Flavours to light your fire

Hallowe'en Saturday gives Hallowe'en a bit of extra sparkle this year - a further excuse, if you like, to open a tasty bottle…

Hallowe'en Saturday gives Hallowe'en a bit of extra sparkle this year - a further excuse, if you like, to open a tasty bottle or two. Fastforward to this evening. You're a parent on the verge of hypothermia, having spent three hours out on the pavement trying to get rockets (yours) to ignite while bangers (theirs) ricochet deafeningly in all directions. Or you're a householder, frozen with having to open the front door 47 times to groups of trainee witches, but caught up in the air of festivity all the same and grinning like a pumpkin.

Either way, the moment comes when you deserve a decent drink. I've been thinking this week about big red wines with the power to deliver warmth and instant cheer as efficiently as a bonfire.

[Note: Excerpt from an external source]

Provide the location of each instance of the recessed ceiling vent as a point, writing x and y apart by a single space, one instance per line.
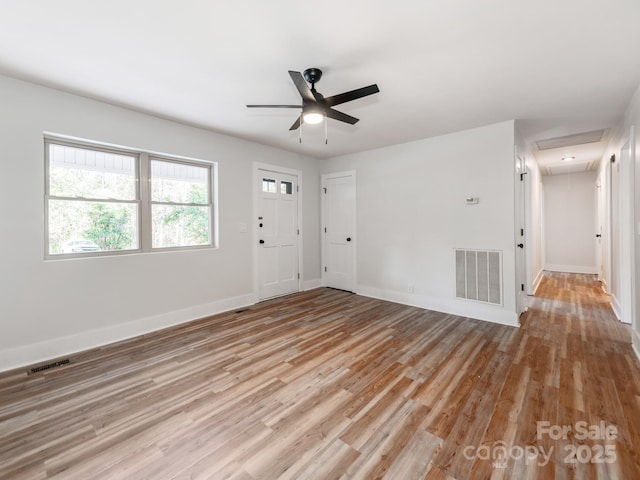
594 136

They're a fairly international bunch - French, Californian, Australian, Spanish, Italian, Portuguese. They are made from every red grape (or a wide variety, at least) under the hot sun. What they have in common is their leaning towards spicy richness and sheer oomph. Rocket fuel may sound too crude a metaphor, but these bottles belong up at the forceful end of the flavour spectrum. Damp squibs they are not.

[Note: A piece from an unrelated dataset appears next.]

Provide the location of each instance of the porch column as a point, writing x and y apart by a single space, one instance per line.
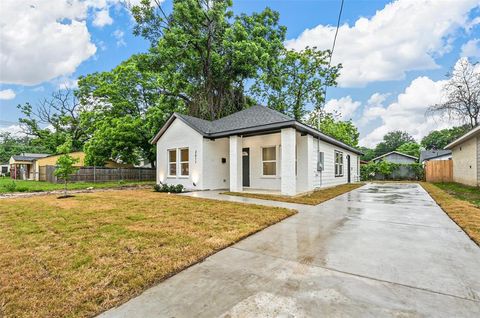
289 180
236 164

What you choose will depend partly on your own tastes and partly on whether you expect to dive into your comforting bottle before there's any prospect of food, or wait and enjoy it with a meal. The notes attached to the list of wines below should give some indication of the style of each, but for general guidance the usual Old World/New World distinction may be worth bearing in mind. As a rule, the ripe, fruity lushness of red wines from New World countries - Australia, California, South America and so on - makes them easier to sip alone than the slightly more austere reds of Old World strongholds such as France, Spain, Italy and Portugal.

This is changing, of course, as more and more European producers adopt techniques which will make their wines softer and more quaffable (often via the shortcut of rushing to embrace a New World winemaker). But climate and tradition will see to it that the overall difference in style remains - and a jolly good thing, too. We need more diversity in wine, not less, to suit our whims and dinner plans.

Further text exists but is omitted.